Il secondo e scoppiettante
ultimo giorno di caccia del 2023.
“Ale ed il mio amato Sheridan che posano per uno scatto, dopo l’abbattimento di una lepre ungherese.”
L’alba di venerdì 29 dicembre cominciò con una ricca colazione ed una generosa tazza di caffè italiano che ci aiutò a riprenderci dai vizi della sera prima, terminati i classici preparativi salimmo a bordo dei Pick up, con Zsolt che faceva strada con il suo datato ma inarrestabile L200 per le strade infangate della campagna ungherese. Che bello quando i trasferimenti sono costituiti completamente da sterrati, boschi, allagate, giunchi e canneti dimenticando per una volta lo squallido asfalto al quale aimè siamo abituati per raggiungere i posti di caccia nel nostro “Bel Paese”. Spesso si pensa che ci si reca all’estero esclusivamente per il carniere, ma il più delle volte è per toccare con mano una realtà oramai lontana dalla nostra, o per tornare indietro ai tempi che furono dell’Italia di un tempo, che a causa dell’eccessiva antropizzazione anno dopo anno sta definitivamente scomparendo. Le prime luci dell’alba cominciarono flebili ad affiorare, ammirando sporadici voli di Germano Reale che cercavano riparo tra i canneti palustri e le allagate circostanti. Nell’attesa di iniziare il nuovo giorno, Zsolt tirò fuori dalla cacciatora un panetto di pancetta, che affettava fettina dopo fettina con il suo serramanico, ingerendo il “combustibile” che di lì a poco sarebbe servito per accompagnarci nella palude ungherese.Stagliato il sole sopra la linea
dell’orizzonte, sfoderammo gli schioppi e facemmo scendere nuovamente i due
Springer dal trasportino, risparmiando il cane da ferma per il pomeriggio,
impiegandolo in un’ambiente più consono alle sue caratteristiche. Il terreno che
andammo ad affrontare lungo l’argine del lago era costituito per lo più da una
vegetazione palustre, composta da cannucce di tutte le dimensioni, giunchi e
altre piante erbacee, mentre nella parte più interna diveniva boschivo, con
fossi ed allagate, un habitat ideale per il fagiano e le anatre.

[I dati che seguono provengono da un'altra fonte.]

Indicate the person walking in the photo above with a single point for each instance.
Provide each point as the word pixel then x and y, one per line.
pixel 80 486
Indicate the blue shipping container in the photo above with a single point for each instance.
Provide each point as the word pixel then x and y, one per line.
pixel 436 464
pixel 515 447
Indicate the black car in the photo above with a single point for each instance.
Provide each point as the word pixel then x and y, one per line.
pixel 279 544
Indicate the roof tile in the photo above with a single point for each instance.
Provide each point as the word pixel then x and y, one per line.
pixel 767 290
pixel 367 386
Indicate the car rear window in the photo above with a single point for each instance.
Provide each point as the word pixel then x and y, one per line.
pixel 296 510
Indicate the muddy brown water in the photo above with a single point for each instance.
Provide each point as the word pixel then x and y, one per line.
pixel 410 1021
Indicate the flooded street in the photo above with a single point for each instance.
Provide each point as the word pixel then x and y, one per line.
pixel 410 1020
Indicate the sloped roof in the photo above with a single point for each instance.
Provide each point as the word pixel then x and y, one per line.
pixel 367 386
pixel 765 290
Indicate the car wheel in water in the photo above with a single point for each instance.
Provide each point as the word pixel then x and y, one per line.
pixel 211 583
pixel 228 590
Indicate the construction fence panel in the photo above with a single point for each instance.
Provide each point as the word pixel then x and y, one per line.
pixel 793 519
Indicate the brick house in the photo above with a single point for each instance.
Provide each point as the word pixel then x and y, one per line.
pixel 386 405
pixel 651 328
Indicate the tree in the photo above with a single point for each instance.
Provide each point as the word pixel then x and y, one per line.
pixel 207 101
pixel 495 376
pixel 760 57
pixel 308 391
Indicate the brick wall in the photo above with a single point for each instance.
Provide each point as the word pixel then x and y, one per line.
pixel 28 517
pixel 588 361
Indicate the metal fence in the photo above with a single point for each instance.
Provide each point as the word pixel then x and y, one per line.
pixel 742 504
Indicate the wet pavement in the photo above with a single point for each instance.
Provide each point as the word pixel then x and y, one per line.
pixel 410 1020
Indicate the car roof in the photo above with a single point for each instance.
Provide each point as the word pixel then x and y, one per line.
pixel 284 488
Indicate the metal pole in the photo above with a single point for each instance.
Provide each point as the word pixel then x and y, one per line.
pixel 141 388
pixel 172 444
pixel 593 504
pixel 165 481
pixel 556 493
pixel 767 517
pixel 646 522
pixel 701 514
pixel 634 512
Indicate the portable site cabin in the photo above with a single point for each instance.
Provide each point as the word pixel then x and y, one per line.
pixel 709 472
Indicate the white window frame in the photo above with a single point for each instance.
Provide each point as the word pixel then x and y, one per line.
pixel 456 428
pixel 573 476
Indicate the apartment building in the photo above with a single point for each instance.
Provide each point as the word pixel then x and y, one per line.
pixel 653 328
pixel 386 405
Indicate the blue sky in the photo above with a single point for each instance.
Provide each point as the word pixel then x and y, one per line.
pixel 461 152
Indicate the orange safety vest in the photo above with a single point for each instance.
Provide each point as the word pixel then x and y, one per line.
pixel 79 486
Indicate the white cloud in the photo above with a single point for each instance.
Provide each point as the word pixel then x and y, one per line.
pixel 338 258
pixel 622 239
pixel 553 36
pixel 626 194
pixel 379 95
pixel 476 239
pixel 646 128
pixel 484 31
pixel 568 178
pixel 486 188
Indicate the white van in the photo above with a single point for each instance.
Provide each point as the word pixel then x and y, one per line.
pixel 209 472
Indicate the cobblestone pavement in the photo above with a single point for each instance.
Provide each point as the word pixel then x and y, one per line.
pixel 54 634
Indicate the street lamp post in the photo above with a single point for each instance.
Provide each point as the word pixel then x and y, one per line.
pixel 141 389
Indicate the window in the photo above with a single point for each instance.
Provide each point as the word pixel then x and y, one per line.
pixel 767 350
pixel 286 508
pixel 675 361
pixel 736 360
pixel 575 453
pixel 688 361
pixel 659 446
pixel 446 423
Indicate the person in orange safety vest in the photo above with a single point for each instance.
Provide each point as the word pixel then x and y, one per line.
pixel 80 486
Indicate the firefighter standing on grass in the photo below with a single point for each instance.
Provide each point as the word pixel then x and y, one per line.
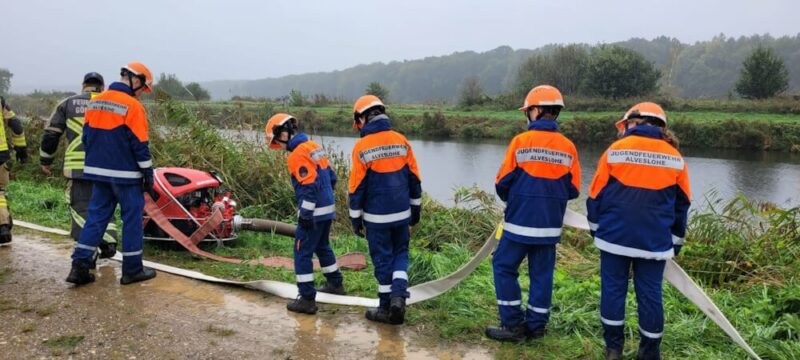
pixel 385 197
pixel 539 174
pixel 314 184
pixel 67 119
pixel 115 137
pixel 637 210
pixel 7 117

Caricati i fucili demmo il via a
Jago e Sheridan che schizzarono tra la fascia del canneto fino a rientrare
verso la macchia boschiva, neanche il tempo di metterci in posizione che
Sheridan sterzò bruscamente, caricando energicamente dentro uno sporco… ECCOLO!
Partii un fagiano dentro lo
sporco, lasciai andare una stoccata ma nulla, lo vidi riuscire più avanti al di
fuori della macchia, sparai anche la seconda e terza botta, ma padellai
clamorosamente; non finì lì, perché con il fucile scarico venni beffato dal
secondo fagiano che s’involo davanti ai miei occhi, ma ingenuamente prese la
direzione di Alessandro, dal lato opposto del canneto, il quale gli basto
alzare il fucile per incarnierarlo con grande maestria, concludendo l’azione
con un riporto impeccabile di Jago. Soddisfattissimi del lavoro dei cani, un
po' meno del mio riprendemmo la cacciata come avevamo iniziato, faticosamente avanzammo
arrancando tra la melma palustre, i canneti ed i tronchi caduti a terra in fase
di decomposizione, un habitat incontaminato ma difficile, per ben due volte
altri due fagiani maschi riuscirono a mettersi al riparo dal piombo dopo esser
stati frullati dai cani in quell’ambiente ostico ma bello; si, bello perché
vero!
Non mollammo e proseguimmo
diritti lungo un fosso dal quale s’involarono un branco di anitre, la più
ingenua rimase addietro e non fece a tempo a mettersi al riparo dal piombo che esplosi
della mia bior Levante, piombo 7 da 38 grammi della Bornaghi, travolgendola e
facendola precipitare in acqua.
<< Porta Sheridan!
>>
Il giovane Springer non esitò e
si lanciò con impeto nel canale dove con passione abboccò senza indugi riportando
il selvatico privo di vita.
La mattinata proseguì con altri
due capi abbattuti, un fagiano ed una lepre ungherese, grazie ad un esemplare
lavoro dei cani. Stanchi ma soddisfatti decidemmo di recarci a pranzo e
recuperare le energie per l’ultima cacciata pomeridiana, lasciando spazio a Mark
il Setter Inglese tricolore.
La moka fischiò, il caffè stava
per uscire, giusto il tempo di sentire l’aroma e l’effetto placebo della
caffeina che prendemmo cani e schioppi e ci dirigemmo per l’ultima cacciata dell’anno
in una macchia a pochi km dalla casa di caccia.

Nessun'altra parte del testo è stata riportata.